1. The Lion, the Witch, and the Wardrobe by C.S. Lewis – This is the most well-known of the Narnia books, and the one I’ve personally read the most (Embarrassing admission: I haven’t actually read all of them yet. I’m a little afraid to read the last few.). While the parallels are a bit heavy-handed at times, there will always be a special place in my heart for the story of the Pevensie children’s first journey to Narnia and their quest to defeat the White Witch and restore Aslan to power. I also have great affection for the whole Saving Power of Love thing.
2. A Wrinkle in Time by Madeleine L’Engle – Speaking of the Saving Power of Love…. This is a true classic, the book that introduces the fabulous Murry family, particularly Meg and Charles Wallace as they travel across time and space to rescue their father, accompanied by the wonderful Calvin O’Keefe and three strange women, Mrs. Whatsit, Mrs. Which, and Mrs. Who. Oh dear, and now I’ve gone paging through it and I’m just about ready to start reading it again. Let’s move on before I get any further.
3. Armageddon Summer by Bruce Coville and Jane Yolen – I already mentioned this one in my list of realistic fiction books, but it belongs here without a doubt. Jed and Marina are each dragged along to a mountaintop retreat by their respective parents, who are followers of a preacher convinced that the end of the world is coming soon and only the select few gathered on the mountain will be saved. The two teens are forced to examine their own beliefs as the foretold Armageddon approaches and conflicts rise.
4. The Quest for the Fair Unknown by Gerald Morris – The eighth volume in Morris’ Squire’s Tales series based on Arthurian legend, this book tells the story of a young man named Beaufils who has lived a sheltered life in a forest until his mother dies and he travels to King Arthur’s court, just as the great quest for the Holy Grail is beginning. As humorous and adventurous as the rest of the series, this one is especially full of spiritual rumination, particularly when it comes to Beaufils’ observations of the world.
5. The Bronze Bow by Elizabeth George Speare – Daniel is determined to avenge his father’s crucifixion by driving the Romans from Israel and he joins a band of outlaws hoping to accomplish just that. He is consumed by hatred and anger, until the day he meets Jesus of Nazareth, whose teachings begin to turn Daniel’s heart toward a more loving path. Strictly historical fiction, this book offers a unique perspective on the story of Jesus.

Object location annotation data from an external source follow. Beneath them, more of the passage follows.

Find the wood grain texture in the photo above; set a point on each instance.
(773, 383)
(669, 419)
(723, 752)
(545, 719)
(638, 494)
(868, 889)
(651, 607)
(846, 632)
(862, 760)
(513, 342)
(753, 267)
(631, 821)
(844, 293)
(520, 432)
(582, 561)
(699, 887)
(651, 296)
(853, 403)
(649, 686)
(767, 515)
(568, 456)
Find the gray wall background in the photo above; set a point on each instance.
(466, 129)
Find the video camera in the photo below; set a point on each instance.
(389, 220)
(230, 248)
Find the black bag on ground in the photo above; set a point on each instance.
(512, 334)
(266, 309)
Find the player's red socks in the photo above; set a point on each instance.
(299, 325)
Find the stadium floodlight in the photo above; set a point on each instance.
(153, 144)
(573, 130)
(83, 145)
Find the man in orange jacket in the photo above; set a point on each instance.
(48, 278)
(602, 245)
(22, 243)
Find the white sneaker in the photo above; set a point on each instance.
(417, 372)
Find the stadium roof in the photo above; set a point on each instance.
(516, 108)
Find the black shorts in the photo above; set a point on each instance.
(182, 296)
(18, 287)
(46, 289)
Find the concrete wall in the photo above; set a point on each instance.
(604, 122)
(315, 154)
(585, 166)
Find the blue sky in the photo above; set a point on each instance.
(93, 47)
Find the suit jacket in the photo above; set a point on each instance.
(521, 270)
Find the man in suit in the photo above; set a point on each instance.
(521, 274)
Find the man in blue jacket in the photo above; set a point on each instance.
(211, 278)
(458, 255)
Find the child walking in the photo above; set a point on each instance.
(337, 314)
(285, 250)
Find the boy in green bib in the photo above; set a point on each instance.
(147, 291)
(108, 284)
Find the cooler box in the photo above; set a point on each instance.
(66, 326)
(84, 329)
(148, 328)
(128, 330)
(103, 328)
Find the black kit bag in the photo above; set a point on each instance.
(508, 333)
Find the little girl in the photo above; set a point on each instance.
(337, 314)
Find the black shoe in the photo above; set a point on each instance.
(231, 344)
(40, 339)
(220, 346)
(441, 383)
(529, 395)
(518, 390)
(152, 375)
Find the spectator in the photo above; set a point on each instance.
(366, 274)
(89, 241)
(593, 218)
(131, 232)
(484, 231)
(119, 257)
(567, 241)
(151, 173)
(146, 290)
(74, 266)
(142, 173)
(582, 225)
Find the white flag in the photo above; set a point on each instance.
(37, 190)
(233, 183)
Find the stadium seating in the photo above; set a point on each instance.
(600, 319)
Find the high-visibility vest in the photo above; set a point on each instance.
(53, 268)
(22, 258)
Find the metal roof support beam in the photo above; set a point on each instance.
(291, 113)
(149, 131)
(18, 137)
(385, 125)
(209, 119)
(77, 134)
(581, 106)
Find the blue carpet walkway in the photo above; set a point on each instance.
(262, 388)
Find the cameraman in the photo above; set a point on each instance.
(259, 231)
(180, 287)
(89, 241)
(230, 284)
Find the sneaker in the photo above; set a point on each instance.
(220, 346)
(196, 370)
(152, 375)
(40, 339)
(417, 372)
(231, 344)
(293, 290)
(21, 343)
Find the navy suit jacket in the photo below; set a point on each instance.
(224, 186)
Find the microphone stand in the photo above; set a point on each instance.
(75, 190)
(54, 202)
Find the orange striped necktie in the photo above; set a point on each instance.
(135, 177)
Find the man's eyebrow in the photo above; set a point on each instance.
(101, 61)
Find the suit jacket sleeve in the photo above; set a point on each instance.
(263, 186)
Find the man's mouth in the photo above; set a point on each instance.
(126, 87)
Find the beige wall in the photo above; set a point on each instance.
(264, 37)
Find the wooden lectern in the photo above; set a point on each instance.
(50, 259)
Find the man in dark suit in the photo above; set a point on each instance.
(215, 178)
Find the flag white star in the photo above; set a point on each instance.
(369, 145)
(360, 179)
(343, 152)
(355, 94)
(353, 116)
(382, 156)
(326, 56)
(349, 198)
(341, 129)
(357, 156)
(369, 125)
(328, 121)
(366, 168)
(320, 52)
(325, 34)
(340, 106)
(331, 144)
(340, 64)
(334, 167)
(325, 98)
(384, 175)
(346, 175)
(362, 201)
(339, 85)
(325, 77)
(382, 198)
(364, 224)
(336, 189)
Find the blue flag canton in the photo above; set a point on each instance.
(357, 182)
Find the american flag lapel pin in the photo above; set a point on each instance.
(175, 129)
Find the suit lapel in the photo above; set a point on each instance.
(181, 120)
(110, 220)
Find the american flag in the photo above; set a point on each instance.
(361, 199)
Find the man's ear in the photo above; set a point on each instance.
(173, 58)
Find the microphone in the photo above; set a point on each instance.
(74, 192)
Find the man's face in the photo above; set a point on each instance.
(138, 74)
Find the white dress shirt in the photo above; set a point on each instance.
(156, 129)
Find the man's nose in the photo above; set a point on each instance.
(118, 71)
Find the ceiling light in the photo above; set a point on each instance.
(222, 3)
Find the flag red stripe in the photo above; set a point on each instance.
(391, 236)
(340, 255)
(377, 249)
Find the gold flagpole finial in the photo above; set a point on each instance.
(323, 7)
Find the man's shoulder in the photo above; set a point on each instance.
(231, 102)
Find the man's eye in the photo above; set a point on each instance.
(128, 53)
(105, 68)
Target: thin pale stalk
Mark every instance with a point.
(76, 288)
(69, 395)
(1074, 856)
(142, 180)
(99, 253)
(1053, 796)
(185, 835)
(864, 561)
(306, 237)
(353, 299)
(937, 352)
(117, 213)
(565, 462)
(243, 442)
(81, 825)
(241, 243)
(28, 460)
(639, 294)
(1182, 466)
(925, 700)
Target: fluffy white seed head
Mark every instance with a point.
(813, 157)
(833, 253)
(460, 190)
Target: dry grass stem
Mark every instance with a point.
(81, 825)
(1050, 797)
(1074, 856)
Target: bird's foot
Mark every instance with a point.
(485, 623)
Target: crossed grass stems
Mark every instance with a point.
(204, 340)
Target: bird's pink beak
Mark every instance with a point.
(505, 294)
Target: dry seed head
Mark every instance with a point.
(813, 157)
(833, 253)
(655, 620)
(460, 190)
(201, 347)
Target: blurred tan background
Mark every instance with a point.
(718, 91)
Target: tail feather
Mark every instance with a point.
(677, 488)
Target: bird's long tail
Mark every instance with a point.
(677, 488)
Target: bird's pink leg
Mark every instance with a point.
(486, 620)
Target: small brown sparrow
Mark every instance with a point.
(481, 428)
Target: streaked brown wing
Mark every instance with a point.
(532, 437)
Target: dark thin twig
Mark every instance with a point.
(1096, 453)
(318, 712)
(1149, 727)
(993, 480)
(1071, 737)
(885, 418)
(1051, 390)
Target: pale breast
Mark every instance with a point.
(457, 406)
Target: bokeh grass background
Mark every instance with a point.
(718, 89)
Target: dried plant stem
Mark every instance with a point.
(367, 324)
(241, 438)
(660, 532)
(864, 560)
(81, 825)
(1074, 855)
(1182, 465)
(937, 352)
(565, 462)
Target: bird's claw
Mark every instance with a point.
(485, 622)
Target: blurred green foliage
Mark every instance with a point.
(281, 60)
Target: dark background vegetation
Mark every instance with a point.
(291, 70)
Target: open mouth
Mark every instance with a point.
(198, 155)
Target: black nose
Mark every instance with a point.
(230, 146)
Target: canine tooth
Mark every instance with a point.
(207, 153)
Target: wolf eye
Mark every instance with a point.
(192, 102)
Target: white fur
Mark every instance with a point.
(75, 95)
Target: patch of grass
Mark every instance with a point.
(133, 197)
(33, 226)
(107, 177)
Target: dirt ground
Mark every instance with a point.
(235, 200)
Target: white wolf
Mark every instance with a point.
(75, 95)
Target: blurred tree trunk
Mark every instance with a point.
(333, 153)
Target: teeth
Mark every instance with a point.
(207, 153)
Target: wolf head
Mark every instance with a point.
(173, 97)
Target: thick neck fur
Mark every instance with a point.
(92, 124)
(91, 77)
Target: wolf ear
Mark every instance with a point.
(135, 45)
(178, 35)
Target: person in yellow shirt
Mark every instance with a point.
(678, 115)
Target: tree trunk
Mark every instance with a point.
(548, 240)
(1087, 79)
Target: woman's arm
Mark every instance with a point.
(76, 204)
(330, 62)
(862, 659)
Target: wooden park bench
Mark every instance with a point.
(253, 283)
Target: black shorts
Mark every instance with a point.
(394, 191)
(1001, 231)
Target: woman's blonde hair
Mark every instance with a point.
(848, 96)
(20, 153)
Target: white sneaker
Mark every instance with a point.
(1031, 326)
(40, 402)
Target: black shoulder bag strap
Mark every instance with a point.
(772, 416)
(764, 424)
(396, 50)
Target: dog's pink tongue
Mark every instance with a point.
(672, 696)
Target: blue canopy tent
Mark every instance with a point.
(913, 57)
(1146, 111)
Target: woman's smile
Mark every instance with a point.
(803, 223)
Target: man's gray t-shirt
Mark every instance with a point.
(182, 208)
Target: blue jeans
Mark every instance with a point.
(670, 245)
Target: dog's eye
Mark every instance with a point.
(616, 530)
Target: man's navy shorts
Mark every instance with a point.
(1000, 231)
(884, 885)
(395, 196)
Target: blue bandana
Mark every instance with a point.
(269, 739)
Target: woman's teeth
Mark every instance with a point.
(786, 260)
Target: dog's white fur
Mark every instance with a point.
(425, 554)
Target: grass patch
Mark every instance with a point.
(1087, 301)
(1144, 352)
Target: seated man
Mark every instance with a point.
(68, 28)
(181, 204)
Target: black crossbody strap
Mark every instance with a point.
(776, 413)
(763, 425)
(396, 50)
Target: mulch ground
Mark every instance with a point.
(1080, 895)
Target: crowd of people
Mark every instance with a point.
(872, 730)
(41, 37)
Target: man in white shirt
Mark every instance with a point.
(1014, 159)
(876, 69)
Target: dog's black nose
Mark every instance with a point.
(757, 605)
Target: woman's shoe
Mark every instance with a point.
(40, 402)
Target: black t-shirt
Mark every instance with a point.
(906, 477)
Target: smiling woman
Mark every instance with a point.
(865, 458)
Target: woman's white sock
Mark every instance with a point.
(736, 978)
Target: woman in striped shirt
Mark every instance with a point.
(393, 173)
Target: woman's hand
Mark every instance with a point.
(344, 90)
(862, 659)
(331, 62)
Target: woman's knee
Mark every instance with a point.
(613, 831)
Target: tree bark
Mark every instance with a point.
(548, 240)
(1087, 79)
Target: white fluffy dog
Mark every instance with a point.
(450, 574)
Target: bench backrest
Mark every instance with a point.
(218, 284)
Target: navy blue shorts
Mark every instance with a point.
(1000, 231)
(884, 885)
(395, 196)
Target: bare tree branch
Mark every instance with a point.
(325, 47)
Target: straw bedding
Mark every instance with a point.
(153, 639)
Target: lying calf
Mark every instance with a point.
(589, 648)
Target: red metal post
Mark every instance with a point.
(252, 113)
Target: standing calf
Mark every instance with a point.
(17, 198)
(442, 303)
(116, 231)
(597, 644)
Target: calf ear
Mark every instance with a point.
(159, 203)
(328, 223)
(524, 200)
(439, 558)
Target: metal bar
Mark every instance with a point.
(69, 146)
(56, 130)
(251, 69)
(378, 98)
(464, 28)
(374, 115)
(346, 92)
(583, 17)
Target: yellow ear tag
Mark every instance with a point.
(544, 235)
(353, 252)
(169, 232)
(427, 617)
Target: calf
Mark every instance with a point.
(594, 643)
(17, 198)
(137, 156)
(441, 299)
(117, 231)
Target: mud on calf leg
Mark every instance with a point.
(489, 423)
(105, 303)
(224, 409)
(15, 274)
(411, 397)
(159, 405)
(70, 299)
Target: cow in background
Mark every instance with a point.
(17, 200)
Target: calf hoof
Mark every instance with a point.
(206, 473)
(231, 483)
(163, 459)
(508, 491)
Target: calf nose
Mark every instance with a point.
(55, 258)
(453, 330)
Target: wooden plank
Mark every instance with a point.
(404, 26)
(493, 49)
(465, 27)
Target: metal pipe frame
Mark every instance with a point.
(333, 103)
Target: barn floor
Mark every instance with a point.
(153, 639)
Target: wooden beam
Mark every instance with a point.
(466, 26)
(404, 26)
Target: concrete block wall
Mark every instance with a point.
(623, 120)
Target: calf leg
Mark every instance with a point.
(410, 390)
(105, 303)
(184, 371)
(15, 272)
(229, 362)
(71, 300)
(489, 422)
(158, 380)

6. Hole in the Sky by Pete Hautman – This is a rather unique post-apocalyptic story, which takes place in a near-future world in which a virus has killed off most of the human race. Even those who survived have been severely affected, like Ceej’s sister Harryette, who lost all of her hair and her ability to speak. While running from the dangerous, cult-like Kinkas, Ceej and his friend Tim meet a Hopi girl named Bella, whose tales of a new world give Ceej hope.
7. The Shell House by Linda Newbery – The most interesting thing about this book is the way it weaves together past and present. Greg is dealing with issues of faith and of his own sexuality and he becomes fascinated by the story of Edmund, a young soldier from World War I. We also get chapters from Edmund’s perspective, as he falls in love with another soldier, Alex, and his struggle with identity mirrors Greg’s. Edmund’s story is somewhat more compelling than Greg’s, but it’s an interesting and unique read nonetheless.
8. Keeper of the Universe by Louise Lawrence – This one is strange and a bit obscure. Christopher is transported away from Earth and held captive along with two other young people from alien worlds. They learn about each other’s lives and cultures as they try to determine the reason for their captivity. Admittedly, this one is a bit light on plot and heavy on philosophy, which is generally a big no-no, but even so, I loved the snatches of beautiful language and found the discussions of free will fascinating.